Sun Sets On Sanibel Crocodile

In an earlier post I spoke about the horror here where we live year round. Essex County, New Jersey can be a beautiful place, but the ugliness of some of the people and the politics, especially as they relate to the humane treatment of animals, is often down right repugnant. In that post I lauded Sanibel for its incredibly sensitive policies regarding the animals of all kind that live there, and wrote about how the debate on whether to kill large and threatening alligators on the Island was--- and still is----an appropriately active one. But I was reminded again in the last couple of days of just how very special the Island is for its unique view of the environment and the absolute reverence that most islanders hold for the beasts that share their geography.

Though Sanibel has lots of alligators, there was only one crocodile living there.The huge crocodile was called Wilma and she had been a fixture on the Island for over 25 years. Earlier this week, Wilma was found dead on the bank of the Sanibel river, apparently overcome by old age and the unusual and atypical cold of this January.

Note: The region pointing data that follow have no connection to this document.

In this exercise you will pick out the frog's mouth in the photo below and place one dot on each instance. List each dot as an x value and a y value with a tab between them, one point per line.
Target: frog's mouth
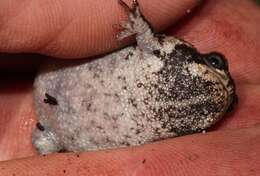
229	84
233	96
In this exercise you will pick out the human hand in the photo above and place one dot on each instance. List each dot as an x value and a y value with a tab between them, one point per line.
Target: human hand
227	26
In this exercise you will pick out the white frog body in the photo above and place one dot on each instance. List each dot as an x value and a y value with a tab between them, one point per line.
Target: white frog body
161	88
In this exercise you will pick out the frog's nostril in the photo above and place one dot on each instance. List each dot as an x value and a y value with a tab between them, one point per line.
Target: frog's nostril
233	102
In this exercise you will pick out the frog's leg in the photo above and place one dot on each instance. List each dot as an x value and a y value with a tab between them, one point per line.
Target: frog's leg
146	39
44	140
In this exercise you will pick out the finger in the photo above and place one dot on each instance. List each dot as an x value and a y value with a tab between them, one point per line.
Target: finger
232	28
216	153
17	117
26	63
79	28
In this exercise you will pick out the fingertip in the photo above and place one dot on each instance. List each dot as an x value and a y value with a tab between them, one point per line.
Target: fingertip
77	29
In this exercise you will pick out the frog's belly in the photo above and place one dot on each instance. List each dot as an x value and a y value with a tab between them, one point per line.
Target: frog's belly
105	103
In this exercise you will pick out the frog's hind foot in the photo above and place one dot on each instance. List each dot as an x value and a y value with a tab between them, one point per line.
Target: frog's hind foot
136	23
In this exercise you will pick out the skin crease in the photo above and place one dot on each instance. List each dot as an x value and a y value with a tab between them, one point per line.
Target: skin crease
233	148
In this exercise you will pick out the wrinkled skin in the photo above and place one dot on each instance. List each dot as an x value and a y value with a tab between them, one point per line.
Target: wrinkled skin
231	27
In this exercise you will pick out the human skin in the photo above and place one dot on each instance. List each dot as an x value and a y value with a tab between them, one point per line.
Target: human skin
232	27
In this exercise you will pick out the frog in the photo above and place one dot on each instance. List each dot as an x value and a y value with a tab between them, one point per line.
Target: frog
161	87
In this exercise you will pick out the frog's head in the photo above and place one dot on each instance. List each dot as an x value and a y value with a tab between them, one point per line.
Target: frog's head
218	65
213	68
203	88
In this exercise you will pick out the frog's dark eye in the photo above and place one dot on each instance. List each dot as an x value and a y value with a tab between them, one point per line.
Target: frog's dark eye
216	60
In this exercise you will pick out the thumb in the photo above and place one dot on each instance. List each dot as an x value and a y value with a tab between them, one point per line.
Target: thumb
79	28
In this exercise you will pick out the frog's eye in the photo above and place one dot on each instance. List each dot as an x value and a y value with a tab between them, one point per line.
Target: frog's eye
216	60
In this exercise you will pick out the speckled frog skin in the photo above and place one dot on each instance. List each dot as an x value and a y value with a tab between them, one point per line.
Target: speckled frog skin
160	88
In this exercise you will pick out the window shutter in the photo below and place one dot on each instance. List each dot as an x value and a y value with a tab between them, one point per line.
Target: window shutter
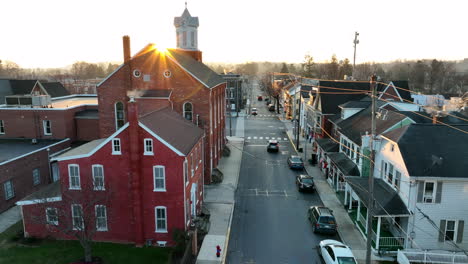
439	192
460	231
420	191
442	231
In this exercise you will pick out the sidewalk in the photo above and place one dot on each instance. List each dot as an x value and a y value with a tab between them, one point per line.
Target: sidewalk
219	199
347	230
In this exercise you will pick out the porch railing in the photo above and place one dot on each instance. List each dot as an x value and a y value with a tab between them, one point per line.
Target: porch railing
408	256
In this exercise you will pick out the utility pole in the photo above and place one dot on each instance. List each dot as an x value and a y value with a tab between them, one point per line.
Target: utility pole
356	41
370	203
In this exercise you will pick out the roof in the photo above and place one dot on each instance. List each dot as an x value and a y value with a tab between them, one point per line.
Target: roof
44	194
328	103
87	114
19	147
327	144
344	164
388	202
55	89
196	68
433	150
82	150
173	128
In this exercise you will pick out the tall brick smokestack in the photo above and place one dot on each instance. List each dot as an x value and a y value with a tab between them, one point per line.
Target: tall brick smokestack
126	45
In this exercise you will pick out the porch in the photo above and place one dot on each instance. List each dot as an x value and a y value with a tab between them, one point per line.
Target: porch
389	223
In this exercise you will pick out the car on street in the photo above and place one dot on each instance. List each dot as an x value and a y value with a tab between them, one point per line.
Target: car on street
273	146
305	183
295	162
322	220
335	252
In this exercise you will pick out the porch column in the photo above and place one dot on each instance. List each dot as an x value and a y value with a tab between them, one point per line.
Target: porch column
377	237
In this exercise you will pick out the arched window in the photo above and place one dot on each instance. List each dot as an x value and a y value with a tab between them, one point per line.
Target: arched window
119	115
188	111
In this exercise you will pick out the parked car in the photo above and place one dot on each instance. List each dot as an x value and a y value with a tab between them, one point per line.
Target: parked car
295	162
273	146
254	111
322	220
305	183
335	252
271	107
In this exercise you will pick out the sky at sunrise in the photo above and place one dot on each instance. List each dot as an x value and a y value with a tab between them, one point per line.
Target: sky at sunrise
57	33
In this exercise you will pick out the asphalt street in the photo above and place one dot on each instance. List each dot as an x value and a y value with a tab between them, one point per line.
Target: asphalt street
270	216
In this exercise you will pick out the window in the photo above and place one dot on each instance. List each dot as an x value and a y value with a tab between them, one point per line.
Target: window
52	216
148	146
188	111
186	172
47	127
116	147
192	164
101	218
161	219
119	115
159	178
36	176
77	217
429	191
98	177
74	176
9	190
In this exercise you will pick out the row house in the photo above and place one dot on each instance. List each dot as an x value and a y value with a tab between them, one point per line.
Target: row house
136	186
193	89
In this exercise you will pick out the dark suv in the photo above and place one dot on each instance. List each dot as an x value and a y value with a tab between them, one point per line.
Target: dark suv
322	220
273	146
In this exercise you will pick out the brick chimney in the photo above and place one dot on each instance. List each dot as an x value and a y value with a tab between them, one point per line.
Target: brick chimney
126	46
135	173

According to Dee Serage-Century, Landscaping for Wildlife Educator at the Sanibel-Captiva Conservation Foundation (SCCF) who made the discovery, "Wilma helped define our community as one dedicated to living with wildlife, even the big, beautiful, scary ones. She was unique in her 11-foot length - large for a female - and the northernmost of her species in Florida."

As news of Wilma's passing spread across the island, some of the more shaken mourners were the volunteers who would come across the famous crocodile, either at SCCF, the refuge or in their own backyards. The talk and the sadness would certainly mark Sanibel as distinctly different than my community north and many communities like mine where deer hunting and baited deer killing are done regularly, with relatively little opposition. But, the mourning over the loss of Wilma will not stop with the discussions according to the news reports.

There will also be an informal memorial and remembrance ceremony to be held on the front porch at SCCF, located at 3333 Sanibel-Captiva Road, on Thursday, February 4, beginning at 3 p.m.

"We're going to toast her with Gatorade and share stories about her," said Serage-Century, who noted that a plaque will mark her final resting place along the trail. "She so defined us as a community and a lot of folks will be able to share their personal stories about her. Everyone loved her."

The deer in Essex County should be so loved, so lucky and so remembered.

1 comment:

JadeDragon Sanibel Fan said...

So sad to read of the demise of Sanibel's crocodile. I love your Gaterade toast comment though - so fitting.